When Natural England measured the peat depths along the track it found that 70% of those measurements were of 40cm or greater depth whereas the information in the agreement that Natural England had signed stated that only 26% were of such depth. How did this happen? How common are such errors? What steps will Natural England take to make sure that it checks all the information on which such agreements with land owners are made in future? Why has it taken so long for Natural England to admit its negligence?
Back in early November I blogged about the fact that the Walshaw Moor Estate had applied for planning permission to build a track across its land. Why has it taken three months for Natural England to react to this? When were the new measurements of peat depth made? And in any case, having admitted its errors back in May, did Natural England liaise with Walshaw Moor Estate and make it clear that their proposal for a track would be opposed by Natural England? Did Pendle and Calderdale planning departments ask Natural England for their HRA and why has it taken so long to produce it?
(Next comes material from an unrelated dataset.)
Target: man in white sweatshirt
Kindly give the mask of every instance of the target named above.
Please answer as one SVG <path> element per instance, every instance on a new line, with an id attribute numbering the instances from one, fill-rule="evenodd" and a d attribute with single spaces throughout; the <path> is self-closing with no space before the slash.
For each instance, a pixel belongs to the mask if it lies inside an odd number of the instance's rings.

I’d be a bit surprised if Richard Bannister gives up on his desire for a new track cutting through this protected habitat. I’d like to think that if we have to fight this battle all over again, and I wouldn’t rule it out, then Natural England will do its job properly. But if it doesn’t, then I’ll be coming back to you all and asking for your help in continuing the fight for our moorland to be protected from damage and our wildlife to be treasured and protected.
By the way, if we have a no-deal Brexit then this will be almost infinitely more difficult. If we have any sort of Brexit then it will be more difficult. If we Remain then it is difficult enough – not because of the EU but because Defra and Natural England aren’t doing their jobs properly.
The progress we have made in forcing Natural England to do its job, would not have been possible without a whole bunch of people. Thank you to Bob Berzins – an exceptional man. Thank you to our legal team at Leigh Day (especially Carol, Lewis, Tessa (now on maternity leave) and Tom (now joining the team), and thank you to those of you who supported the crowdfunder that has enabled this progress to be made.
3 Replies to “Wuthering moors 81 – some more detail”
And thank God it needs planning permission. In Scotland you just hire a bulldozer. See JMT’s attempts, with Andy Wightman (MSP), to require planning permission for hill tracks.
m parry – depends whether it is in an SPA or SAC or SSSI.
well that’s some good news at least! Thanks for the info.